While useful in determining the basic rationale of a distinct party type, modes of citizen-party linkages and patterns of party competition, the responsible party model and the concomitant conceptualization of the programmatic party type ignores several political realities: the unpredictability of political and economic constraints on party resources; the crucial role of candidates’ personality attractiveness in electoral choice, reinforced by the advent of new campaign techniques and modern communication technologies, which have become the most important medium of political communication in all modern democracies; and the availability and persuasive power of alternative modes of citizen-party linkages, such as clientelist linkages.
The programmatic party is an ideal-type description of a political party derived from the study of West European parties. It’s closely tied to the normative thinking within liberal theory, built on the idealization of programmatic linkages as the essence of democratic responsiveness and accountability. It is rarely found in a pure manifestation without traces of personalistic, clientelist, or other characteristics. It basically reflects political parties’ functioning in established, affluent capitalist democracies. The concept is less able to grasp the logic of political parties’ functioning in other parts of the world as well as more recent trends in party competition and party system development.
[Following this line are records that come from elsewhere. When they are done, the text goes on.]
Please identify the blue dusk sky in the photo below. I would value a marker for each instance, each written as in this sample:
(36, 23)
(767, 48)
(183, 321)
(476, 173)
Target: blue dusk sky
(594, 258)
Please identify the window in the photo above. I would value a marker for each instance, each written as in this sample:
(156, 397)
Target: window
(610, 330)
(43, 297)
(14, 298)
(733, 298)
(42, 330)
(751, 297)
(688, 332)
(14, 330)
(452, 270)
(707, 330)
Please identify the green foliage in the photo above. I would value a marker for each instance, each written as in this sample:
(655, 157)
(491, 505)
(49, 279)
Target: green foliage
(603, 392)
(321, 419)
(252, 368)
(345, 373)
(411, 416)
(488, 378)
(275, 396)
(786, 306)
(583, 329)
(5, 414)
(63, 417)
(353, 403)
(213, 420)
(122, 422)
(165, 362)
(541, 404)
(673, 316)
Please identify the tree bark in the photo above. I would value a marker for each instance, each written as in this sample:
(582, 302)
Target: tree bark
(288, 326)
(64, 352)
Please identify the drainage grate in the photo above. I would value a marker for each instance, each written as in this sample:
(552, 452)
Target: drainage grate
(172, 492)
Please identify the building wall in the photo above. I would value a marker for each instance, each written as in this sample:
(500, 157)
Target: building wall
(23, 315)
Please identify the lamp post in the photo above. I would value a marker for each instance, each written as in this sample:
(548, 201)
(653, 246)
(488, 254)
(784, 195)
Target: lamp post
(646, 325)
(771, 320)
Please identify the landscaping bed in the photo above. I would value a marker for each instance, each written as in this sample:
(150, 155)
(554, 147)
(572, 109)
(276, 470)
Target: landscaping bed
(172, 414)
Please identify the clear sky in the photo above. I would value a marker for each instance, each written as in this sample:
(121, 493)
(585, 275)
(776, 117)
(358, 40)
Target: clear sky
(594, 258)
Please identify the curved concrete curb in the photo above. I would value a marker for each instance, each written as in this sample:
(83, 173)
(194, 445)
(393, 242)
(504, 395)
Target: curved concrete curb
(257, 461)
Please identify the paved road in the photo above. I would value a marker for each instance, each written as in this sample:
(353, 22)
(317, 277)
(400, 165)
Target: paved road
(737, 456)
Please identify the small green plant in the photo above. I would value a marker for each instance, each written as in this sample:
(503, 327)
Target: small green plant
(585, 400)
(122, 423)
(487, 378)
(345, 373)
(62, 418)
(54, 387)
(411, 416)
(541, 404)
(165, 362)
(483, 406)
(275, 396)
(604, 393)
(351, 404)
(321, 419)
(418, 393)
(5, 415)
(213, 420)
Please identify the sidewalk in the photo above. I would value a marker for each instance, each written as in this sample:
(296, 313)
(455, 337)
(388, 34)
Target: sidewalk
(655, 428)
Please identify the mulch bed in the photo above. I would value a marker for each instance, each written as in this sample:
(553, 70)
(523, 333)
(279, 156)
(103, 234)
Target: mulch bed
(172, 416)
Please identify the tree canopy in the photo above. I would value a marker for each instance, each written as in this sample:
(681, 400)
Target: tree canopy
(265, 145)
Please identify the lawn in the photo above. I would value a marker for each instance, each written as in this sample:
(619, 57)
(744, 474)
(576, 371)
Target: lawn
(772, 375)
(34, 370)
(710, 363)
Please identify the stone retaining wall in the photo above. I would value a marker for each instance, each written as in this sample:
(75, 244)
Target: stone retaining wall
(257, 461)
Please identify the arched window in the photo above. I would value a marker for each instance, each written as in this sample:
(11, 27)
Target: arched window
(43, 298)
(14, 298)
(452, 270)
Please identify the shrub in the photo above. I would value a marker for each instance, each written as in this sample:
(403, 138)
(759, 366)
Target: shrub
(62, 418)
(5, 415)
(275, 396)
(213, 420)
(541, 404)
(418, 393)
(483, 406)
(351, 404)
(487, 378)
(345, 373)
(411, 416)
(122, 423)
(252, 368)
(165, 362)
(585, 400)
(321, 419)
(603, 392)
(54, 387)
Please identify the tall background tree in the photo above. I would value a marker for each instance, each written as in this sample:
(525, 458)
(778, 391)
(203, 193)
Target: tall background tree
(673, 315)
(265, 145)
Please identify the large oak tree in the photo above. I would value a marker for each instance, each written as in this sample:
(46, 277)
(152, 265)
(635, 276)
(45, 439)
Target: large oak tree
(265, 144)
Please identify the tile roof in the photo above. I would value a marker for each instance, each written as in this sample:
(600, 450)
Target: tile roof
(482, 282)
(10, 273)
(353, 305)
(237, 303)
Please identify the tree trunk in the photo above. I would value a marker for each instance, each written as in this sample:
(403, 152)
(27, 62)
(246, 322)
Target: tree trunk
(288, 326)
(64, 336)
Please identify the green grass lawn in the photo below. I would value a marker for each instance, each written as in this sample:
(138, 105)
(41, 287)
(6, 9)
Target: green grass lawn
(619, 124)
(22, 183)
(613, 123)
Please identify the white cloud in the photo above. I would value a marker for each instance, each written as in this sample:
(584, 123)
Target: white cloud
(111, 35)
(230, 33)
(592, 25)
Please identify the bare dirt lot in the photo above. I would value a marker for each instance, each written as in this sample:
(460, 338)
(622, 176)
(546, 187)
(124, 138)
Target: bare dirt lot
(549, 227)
Apart from the typological literature, research on the programmatic party type focuses on the conditions conducive to the emergence of programmatic parties and programmatic party competition, and on whether programmatic parties have a significant influence on party system institutionalization, democratic consolidation, and public policy. The former line of research identifies various factors, such as a historical legacy of programmatic parties, the wealth level prevailing in a given context, or the existence of a high-quality bureaucracy as main determinants for the emergence of programmatic parties. The latter is more inconsistent in its assessment of the putative benefits of programmatic party competition. While the correlation is relatively straightforward that the pluralist and tolerant nature of most programmatic parties favors party system institutionalization and centripetal party competition, the nexus between the prevalence of programmatic parties and a government’s public good orientation is less so. However, it seems that in the presence of programmatic parties, governments are less inclined to engage in rent-seeking and corruption.
Bibliography:
- Gunther, Richard, and Larry Diamond. “Species of Political Parties: A New Typology.” Party Politics 9, no. 2 (2003): 167–199.
- Kitschelt, Herbert, and Steven I.Wilkinson, eds. Patrons, Clients and Policies: Patterns of Democratic Accountability and Political Competition. Cambridge: Cambridge University Press, 2006.